PI: Toshiya Ueta, University of Denver, email@example.com
Address: Physics Department, 2112 E. Wesley Ave, Denver, CO 80208, USA
Title: Probing of the Structure of Optically-Thin Proto-Planetary Nebulae with Angular Differential Imaging
Abstract: We propose to resolve the structure of 6 optically-thin proto- planetary nebula (PPN) dust shells by means of angular differential imaging using NICI at Gemini-South. According to our previous imaging surveys using the Hubble Space Telescope, these PPNs show a compact elliptical nebulosity (of radius 0\farcs5 to 2\arcsec) with a prominently visible central star. These PPNs appear to be members of a distinct class of PPNs, compared with bipolar nebulae in which an optically thick dust lane obscures the central star. Based on our previous mid-IR PPN survey, these PPNs host an optically thin, toroidal dust shell as evidence for their intrinsic axisymmetry supposedly caused by an equatorially-enhanced mass loss during late stages of the asymptotic giant branch phase.

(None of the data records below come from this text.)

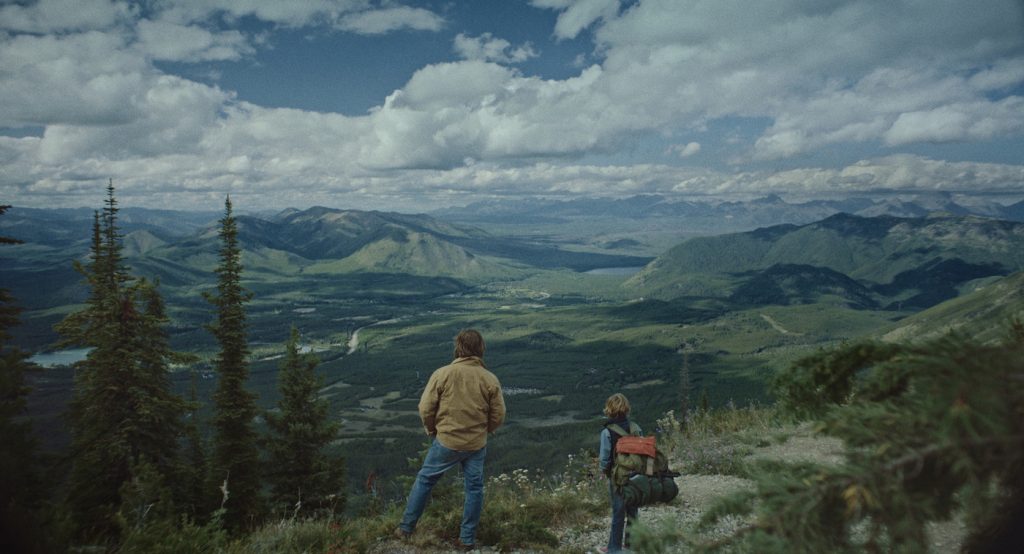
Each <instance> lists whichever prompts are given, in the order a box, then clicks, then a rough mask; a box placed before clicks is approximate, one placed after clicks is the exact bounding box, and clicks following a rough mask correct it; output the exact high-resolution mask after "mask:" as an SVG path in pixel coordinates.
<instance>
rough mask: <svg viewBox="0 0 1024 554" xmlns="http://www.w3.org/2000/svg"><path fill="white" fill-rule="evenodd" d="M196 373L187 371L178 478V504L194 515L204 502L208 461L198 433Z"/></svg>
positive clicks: (204, 444)
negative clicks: (182, 435)
mask: <svg viewBox="0 0 1024 554" xmlns="http://www.w3.org/2000/svg"><path fill="white" fill-rule="evenodd" d="M197 379H198V375H197V373H196V371H195V370H193V371H191V379H190V381H191V382H190V385H189V392H188V408H187V413H186V414H185V426H184V453H183V460H182V461H183V462H184V472H183V475H182V477H181V488H182V497H183V502H181V503H180V504H179V505H180V506H181V507H182V508H186V509H187V511H188V515H190V516H193V517H195V516H197V515H198V514H199V513H200V512H201V510H203V508H204V507H205V505H206V502H205V501H204V499H205V498H206V497H207V496H208V495H207V494H206V485H207V482H208V478H209V460H208V459H207V445H206V441H205V440H204V439H203V435H202V433H201V432H200V421H199V413H200V412H199V411H200V408H201V406H202V404H201V403H200V401H199V385H198V383H197Z"/></svg>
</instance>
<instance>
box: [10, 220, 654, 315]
mask: <svg viewBox="0 0 1024 554" xmlns="http://www.w3.org/2000/svg"><path fill="white" fill-rule="evenodd" d="M175 214H177V216H176V215H175ZM219 217H220V216H219V215H218V214H215V213H202V214H189V213H185V212H169V211H157V210H142V209H126V210H122V211H121V213H120V214H119V223H120V227H121V230H122V232H123V235H124V241H123V244H124V249H125V250H124V252H125V255H126V259H127V262H128V263H129V264H130V265H131V266H132V267H134V268H135V270H136V271H138V272H139V273H140V274H142V275H145V276H151V278H159V279H160V280H161V282H162V283H163V284H164V285H165V286H169V287H190V286H194V285H197V284H201V283H205V282H209V281H210V272H211V271H212V270H213V268H214V267H215V266H216V264H217V259H218V258H217V256H218V251H219V248H220V243H219V238H218V235H217V233H218V228H219V227H218V224H217V220H218V218H219ZM92 220H93V212H92V211H90V210H36V209H19V208H15V209H12V210H10V211H9V212H8V214H6V215H5V216H4V217H3V218H0V233H2V235H3V236H6V237H13V238H17V239H19V240H22V241H24V242H25V244H23V245H18V246H15V247H11V248H6V249H4V250H3V251H0V256H2V258H3V262H4V265H5V269H6V270H5V271H4V275H3V276H2V278H0V286H2V287H6V288H9V289H12V290H13V292H14V294H15V296H16V297H17V298H20V299H23V300H26V301H27V303H28V304H29V305H31V306H33V307H52V306H56V305H62V304H65V303H69V302H75V301H79V300H80V299H81V298H80V296H81V291H80V289H81V287H78V286H77V285H78V283H79V282H80V280H81V276H80V275H78V274H77V273H76V272H75V271H74V270H73V269H72V263H71V262H72V260H74V259H84V257H85V256H86V254H87V252H88V238H89V237H90V236H91V231H90V229H91V225H92ZM237 222H238V228H239V242H240V244H241V246H242V247H243V263H244V265H245V267H246V276H247V279H248V280H254V281H262V282H266V283H273V282H278V281H281V280H283V279H286V278H296V276H298V275H304V276H306V278H309V279H321V280H323V279H330V278H331V275H336V274H340V273H389V274H406V275H414V276H443V278H453V279H457V280H463V281H465V282H469V283H473V282H478V281H483V280H486V281H490V280H498V279H511V278H515V276H519V275H522V274H523V271H525V270H528V269H531V268H532V269H535V270H536V269H555V268H567V269H572V270H588V269H592V268H596V267H607V266H638V265H643V264H645V263H646V262H648V261H650V259H651V258H650V257H644V256H630V255H613V254H603V253H594V252H581V251H570V250H563V249H560V248H558V247H557V246H554V245H550V244H542V243H537V242H532V241H527V240H520V239H516V238H510V237H498V236H493V235H490V233H488V232H487V231H485V230H483V229H481V228H479V227H476V226H472V225H466V224H453V223H446V222H443V221H440V220H437V219H435V218H433V217H431V216H428V215H409V214H399V213H391V212H376V211H374V212H367V211H358V210H341V209H332V208H322V207H315V208H310V209H307V210H294V209H290V210H285V211H283V212H281V213H279V214H276V215H273V216H270V217H267V218H263V217H257V216H252V215H240V216H238V217H237Z"/></svg>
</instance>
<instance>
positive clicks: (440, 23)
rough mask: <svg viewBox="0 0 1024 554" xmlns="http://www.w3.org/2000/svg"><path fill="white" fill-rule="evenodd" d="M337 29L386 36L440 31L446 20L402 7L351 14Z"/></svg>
mask: <svg viewBox="0 0 1024 554" xmlns="http://www.w3.org/2000/svg"><path fill="white" fill-rule="evenodd" d="M337 27H338V28H339V29H342V30H344V31H350V32H352V33H357V34H360V35H384V34H387V33H391V32H393V31H398V30H402V29H412V30H414V31H440V30H441V29H442V28H443V27H444V18H443V17H441V16H440V15H437V14H436V13H434V12H432V11H430V10H427V9H423V8H411V7H406V6H400V7H389V8H382V9H372V10H367V11H359V12H355V13H349V14H347V15H345V16H343V17H342V18H341V19H340V20H339V22H338V24H337Z"/></svg>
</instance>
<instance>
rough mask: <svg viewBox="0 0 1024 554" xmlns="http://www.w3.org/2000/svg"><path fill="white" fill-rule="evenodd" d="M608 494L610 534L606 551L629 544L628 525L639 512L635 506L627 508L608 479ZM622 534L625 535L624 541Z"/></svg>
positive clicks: (628, 529)
mask: <svg viewBox="0 0 1024 554" xmlns="http://www.w3.org/2000/svg"><path fill="white" fill-rule="evenodd" d="M608 494H609V495H611V536H610V537H609V538H608V552H618V551H621V550H622V549H623V546H626V547H629V546H630V531H629V525H630V524H631V523H632V522H633V521H634V520H635V519H636V518H637V516H638V515H639V512H638V510H637V508H636V506H634V507H632V508H628V507H627V506H626V501H625V500H623V496H622V495H620V494H618V493H615V485H614V483H612V482H611V480H610V479H609V480H608ZM623 536H625V537H626V539H625V541H624V540H623Z"/></svg>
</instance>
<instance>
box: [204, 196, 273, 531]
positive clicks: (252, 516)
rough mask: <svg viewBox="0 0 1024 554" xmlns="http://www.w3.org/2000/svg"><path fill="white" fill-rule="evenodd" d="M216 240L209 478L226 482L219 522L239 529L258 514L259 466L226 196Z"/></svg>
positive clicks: (242, 306) (227, 202)
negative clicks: (216, 380) (248, 386)
mask: <svg viewBox="0 0 1024 554" xmlns="http://www.w3.org/2000/svg"><path fill="white" fill-rule="evenodd" d="M220 240H221V249H220V264H219V265H218V266H217V269H216V273H217V292H216V294H208V295H206V296H207V300H208V301H209V302H210V303H211V304H213V305H214V306H215V307H216V309H217V317H216V321H215V322H214V323H213V324H211V325H210V326H209V329H210V331H211V332H212V333H213V335H214V337H216V339H217V342H218V343H219V345H220V350H219V351H218V353H217V357H216V360H215V366H216V370H217V373H218V381H217V389H216V391H214V394H213V402H214V417H213V425H214V432H215V434H214V444H213V450H214V452H213V460H212V462H211V478H212V479H214V481H215V484H216V485H217V486H218V487H219V486H221V485H222V484H223V483H225V482H226V486H225V487H224V488H225V489H226V494H225V497H226V498H225V499H223V502H222V507H223V508H224V509H225V510H226V513H225V515H224V523H225V525H226V526H227V528H228V529H229V530H231V531H239V530H242V529H243V528H245V527H247V526H251V525H252V524H254V523H255V522H256V519H257V517H258V516H259V513H260V499H259V492H260V476H259V471H260V468H259V450H258V448H257V435H256V430H255V428H254V426H253V419H254V418H255V417H256V416H257V410H256V397H255V395H254V394H253V393H251V392H249V391H248V390H246V387H245V385H246V381H247V380H248V378H249V359H248V357H249V344H248V341H247V339H246V329H247V326H246V311H245V306H244V304H245V302H247V301H248V300H249V299H250V298H251V297H252V295H251V293H249V292H248V291H246V290H245V289H244V288H243V287H242V250H241V248H240V246H239V229H238V224H237V223H236V220H234V216H233V215H232V214H231V200H230V198H228V199H226V200H225V201H224V217H223V218H222V219H221V220H220Z"/></svg>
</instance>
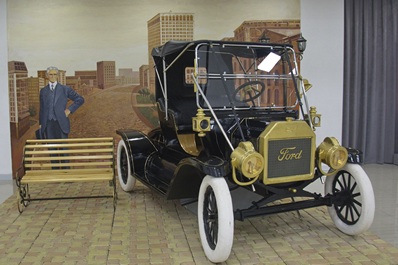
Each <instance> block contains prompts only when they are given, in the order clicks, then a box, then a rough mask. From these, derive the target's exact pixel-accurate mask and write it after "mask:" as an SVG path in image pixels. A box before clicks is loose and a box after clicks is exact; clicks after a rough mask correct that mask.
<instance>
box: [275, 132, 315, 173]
mask: <svg viewBox="0 0 398 265" xmlns="http://www.w3.org/2000/svg"><path fill="white" fill-rule="evenodd" d="M311 159H312V157H311V138H302V139H287V140H270V141H269V142H268V176H267V177H268V178H278V177H288V176H297V175H304V174H310V173H311V170H312V169H311Z"/></svg>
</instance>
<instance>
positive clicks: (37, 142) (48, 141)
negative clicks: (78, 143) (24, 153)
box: [26, 137, 113, 143]
mask: <svg viewBox="0 0 398 265" xmlns="http://www.w3.org/2000/svg"><path fill="white" fill-rule="evenodd" d="M98 141H110V142H113V138H112V137H102V138H101V137H99V138H68V139H41V140H40V139H28V140H26V143H57V142H66V143H70V142H72V143H73V142H84V143H86V142H98Z"/></svg>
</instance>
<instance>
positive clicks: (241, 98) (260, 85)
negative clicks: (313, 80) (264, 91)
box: [234, 81, 265, 104]
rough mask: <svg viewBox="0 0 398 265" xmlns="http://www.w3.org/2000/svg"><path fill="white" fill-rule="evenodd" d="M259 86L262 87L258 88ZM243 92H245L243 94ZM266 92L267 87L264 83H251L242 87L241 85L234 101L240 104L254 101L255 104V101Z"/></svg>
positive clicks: (242, 85)
mask: <svg viewBox="0 0 398 265" xmlns="http://www.w3.org/2000/svg"><path fill="white" fill-rule="evenodd" d="M257 85H260V87H258V86H257ZM241 91H243V93H242V94H241ZM264 91H265V85H264V83H263V82H261V81H249V82H246V83H243V84H242V85H240V86H239V87H237V88H236V89H235V92H234V99H235V100H236V101H240V102H249V101H252V102H253V104H254V100H255V99H256V98H258V97H259V96H260V95H261V94H262V93H264ZM239 98H240V99H239Z"/></svg>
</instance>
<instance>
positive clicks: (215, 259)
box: [198, 176, 234, 263]
mask: <svg viewBox="0 0 398 265" xmlns="http://www.w3.org/2000/svg"><path fill="white" fill-rule="evenodd" d="M209 193H210V194H211V200H215V203H214V201H212V202H213V205H212V206H213V208H212V206H210V208H212V209H209ZM205 204H206V206H205ZM209 210H210V211H212V213H215V215H214V217H215V222H214V223H216V224H215V228H216V230H217V232H216V233H217V235H216V237H217V239H216V242H209V240H208V237H207V236H208V228H209V225H208V224H209V223H210V222H208V220H206V221H205V218H207V216H208V214H209V213H208V211H209ZM198 224H199V234H200V239H201V242H202V247H203V250H204V252H205V254H206V256H207V258H208V259H209V260H210V261H211V262H214V263H218V262H224V261H226V260H227V259H228V257H229V255H230V254H231V249H232V244H233V237H234V214H233V207H232V199H231V193H230V191H229V188H228V185H227V183H226V181H225V179H224V178H215V177H212V176H206V177H205V178H204V179H203V181H202V184H201V186H200V190H199V199H198ZM219 224H221V225H219ZM213 228H214V227H213ZM212 231H214V230H212ZM212 239H214V237H213V238H212ZM214 243H215V244H214Z"/></svg>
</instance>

While we performed imaging-polarimetry to isolate dust-scattered, polarized light arising from the shell, the bright central star still left enormous imprints that prevented us from investigating shell structures within 1^\prime\prime to the central star. The unique ability of angular differential imaging available at NICI makes Gemini-South the only telescope capable of recovering the structure of compact PPNs by reducing further the effects of the enormous PSF structure of the dominantly bright central star. These observations and following analysis with our radiative transfer code will provide crucial clues to the physical mechanism that drives the axisymmetric mass loss from originally spherically symmetric stars, which still remains to be one of the fundamental problems in astrophysics.